Certo, mica tutti sono così… cicale, le eccezioni esistono, ma sono milioni quelli che non fanno eccezione. Quelli che (anziani indigenti a parte) oggi succhiano dal sociale tutto ciò che possono e che dicono: domani si vedrà! Eppoi, sai che domani! Le pensioni spariranno, così come tanti lavori. Magari arriva la terza guerra mondiale e… amen. Il lavoro è sempre più precario e non permette di programmare il futuro. La vita è così breve che va vissuta e non certo subìta. Meglio mille volte cicala che formica!

Eddai, ci risiamo! Eppure, basterebbe così poco. Basterebbe pagare salari equi ed onesti, con denaro che abbia un potere d’acquisto reale e solido, cosicché, dopo aver pagato l’affitto, le bollette, il cibo per la famiglia, la scuola dei propri figli, restasse ancora qualcosa per qualche capriccio. Negli anni ’60 era così, poi è arrivata la globalizzazione e la Terza Repubblica.

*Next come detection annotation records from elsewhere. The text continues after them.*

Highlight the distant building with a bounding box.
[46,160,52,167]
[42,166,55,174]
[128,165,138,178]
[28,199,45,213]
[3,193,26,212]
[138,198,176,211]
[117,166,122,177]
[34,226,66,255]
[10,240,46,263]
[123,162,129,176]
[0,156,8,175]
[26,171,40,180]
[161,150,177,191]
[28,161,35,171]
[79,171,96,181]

Ma negli anni ’60 le cicale si contavano sulle dita di una mano, e venivano additate come esempio negativo. Oggi, nel 2022, è l’esatto opposto; oggi, le cicale vengono osannate sui social. Fare sacrifici, lavorare sodo anche per poco, aspirare ad un traguardo migliore, sono modi di vivere che non ci appartengono più: che siano le formiche a fare fatica!